If you want to add a set to an existing set, or remove a set from an existing set, the groups mechanism is simplest. The groups mechanism presents no nesting restrictions. The roles mechanism only allows nested roles to receive other roles.
Groups are preferable to roles if flexibility of scope for grouping entries is critical.
Groups are flexible in terms of scope because the scope for possible members is the entire directory, regardless of where the group definition entries are located. Although roles can also extend their scope beyond a given subtree, they can only do so by adding the scope-extending attribute nsRoleScopeDN to a nested role.
Roles have the following advantages:
Roles are preferable to dynamic groups if you want to enumerate members of a set and find all sets of which a given entry is a member. Static groups also provide this functionality with the isMemberOf attribute.
Roles push membership information out to the user entry where this information can be cached to make subsequent membership tests more efficient. The server performs all computations, and the client only needs to read the values of the nsRole attribute. In addition, all types of roles appear in this attribute, allowing the client to process all roles uniformly. Roles can perform both operations more efficiently and with simpler clients than is possible with dynamic groups.
Roles are preferable to groups if you want to integrate your grouping mechanism with existing Directory Server functionality such as CoS, Password Policy, Account Inactivation, and ACIs.
If you want to use the membership of a set “naturally” in the server, roles are a better option. This implies that you use the membership computations that the server does automatically. Roles can be used in resource-oriented ACIs, as a basis for CoS, as part of more complex search filters, and with Password Policy, Account Inactivation, and so forth. Groups do not allow this kind of integration.

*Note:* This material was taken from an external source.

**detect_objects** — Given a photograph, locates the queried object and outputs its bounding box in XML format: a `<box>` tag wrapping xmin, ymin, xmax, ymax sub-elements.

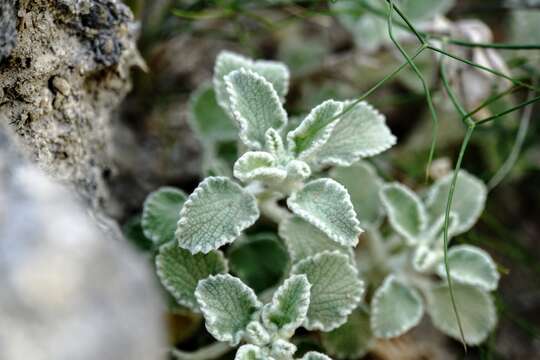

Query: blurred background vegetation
<box><xmin>119</xmin><ymin>0</ymin><xmax>540</xmax><ymax>359</ymax></box>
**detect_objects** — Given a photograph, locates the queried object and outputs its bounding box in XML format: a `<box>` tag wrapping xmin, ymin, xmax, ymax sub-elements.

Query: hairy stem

Be aware of the following issues when using roles:
The nsRole attribute can only be assigned by the roles mechanism. While this attribute cannot be assigned or modified by any directory user, it is potentially readable by any directory user. Define access controls to keep this attribute from being read by unauthorized users.
The nsRoleDN attribute defines managed role membership. You need to decide whether users can add or remove themselves from the role. To keep from modifying their own roles, you must define an ACI to that effect.
Filtered roles determine membership through filters that are based on the existence or the values of attributes in user entries. Assign the user permissions of these attributes carefully to control who can define membership in the filtered role.